My husband is a very neat person. I am not. For the most part we manage our differences by dividing and conquering, which is to say I contain my mess to my office (mostly) and he doesn’t complain about it. I try to keep things tidy, but my level of “meh, it’s fine” is his level of “oh my god must stop everything and clean.”
If I eat something crumbly, like a muffin, I can see him start to twitch. He won’t say anything, because he’s not a complete asshole, but I can feel him watch every crumb fall wondering “is she gonna clean that up?” And sometimes I do, because I’m not a complete asshole, and sometimes I don’t because I am too busy enjoying my muffin to notice the crumbs that fell. Twenty minutes later I hear him running the vacuum for the 4th time in 4 days and I wonder just how much strain this is putting on our marriage. I “spontaneously” tidy up the bathroom and hope for the best.
Enter the Roomba…
Roomba is a robotic vacuum cleaner which sounds like a novelty. And it is. It costs as much as a Dyson but looks like a frisbee on steroids. It roams around your house in an erratic spiral zig-zag, cleaning as it goes and maybe getting stuck. Which is to say that when I got it for my husband I was skeptical, but also out of better ideas for a Christmas gift. Don’t worry, we’re not all business around here. I also got him socks and underwear.

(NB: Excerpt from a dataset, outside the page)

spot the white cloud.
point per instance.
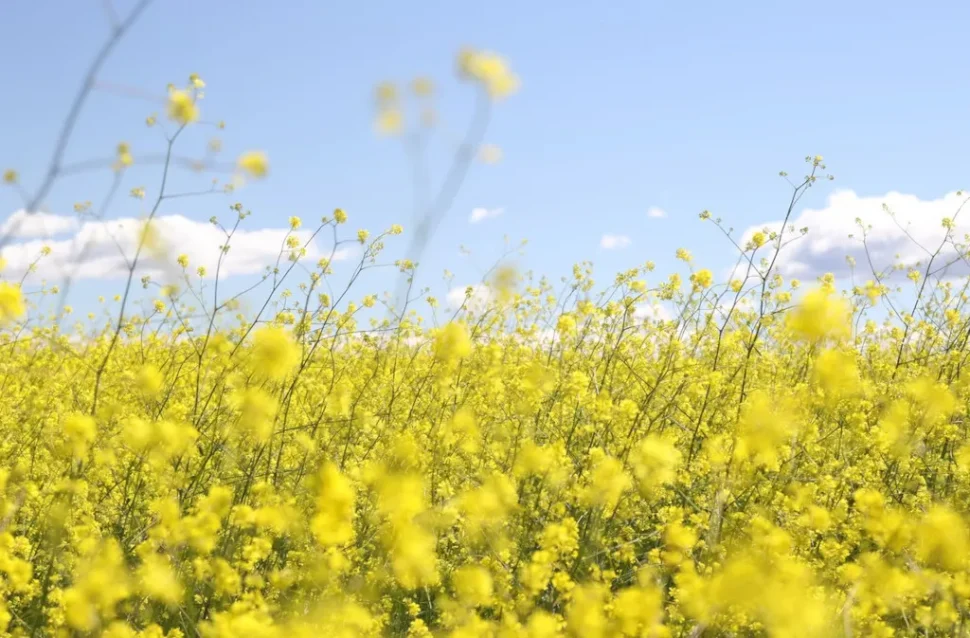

We brought this goofy little robot into our home with a mixture of excitement and apprehension. The current generation of Roombas (Roombai?) all have the ability to find their way back to the charging station after cleaning, which is a huge improvement over the last time I looked at them. They have edge detection which keeps them from falling down stairs and little “virtual walls” you can use if you want to keep it in or out of a given area. After charging overnight we set it loose and, just as promised, the little guy wandered all over our first floor like a drunken oversized hockey puck.

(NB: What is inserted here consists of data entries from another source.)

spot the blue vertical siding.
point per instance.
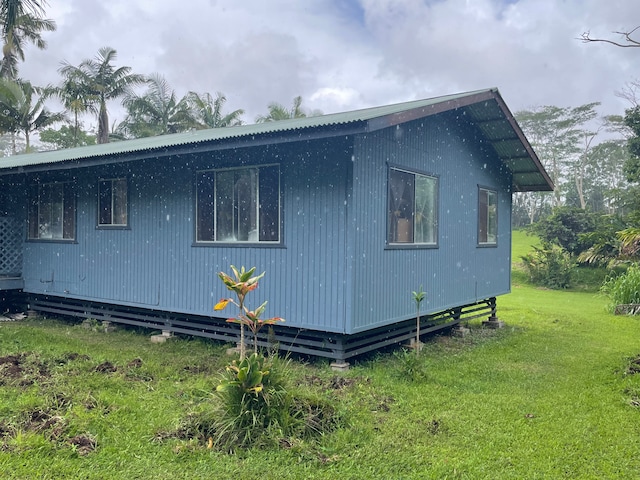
(155, 264)
(333, 271)
(457, 271)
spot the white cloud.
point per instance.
(341, 55)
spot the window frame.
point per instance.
(484, 217)
(436, 209)
(209, 221)
(112, 225)
(38, 205)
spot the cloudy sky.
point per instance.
(346, 54)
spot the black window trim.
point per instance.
(105, 226)
(486, 244)
(74, 195)
(412, 246)
(238, 244)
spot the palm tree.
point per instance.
(21, 21)
(208, 111)
(102, 82)
(77, 99)
(279, 112)
(157, 111)
(22, 109)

The Roomba isn’t a perfect replacement for our regular vacuum. Its wandering style of navigation means it takes longer than just doing it yourself with a regular vacuum, but it does pass each area multiple times. Since we have an open floor plan, our first floor is just one big space and the Roomba doesn’t handle huge rooms very efficiently. If I’ve got a particular problem area I’ll use a virtual wall to pen it in. We also had to take steps to hide cords and other loose items. Roomba-proofing is not unlike toddler proofing.
Now we run it every couple days, or whenever we’re going out for an extended period of time. While we’re gone it does its thing and goes home when it’s done. We feel very smug eating dinner at Chili’s knowing our robotic manservant is cleaning the house while we stuff our faces with fajitas. My husband no longer spends 20 minutes a day cleaning up after crumbs I don’t see. If this isn’t marital bliss, I don’t know what is.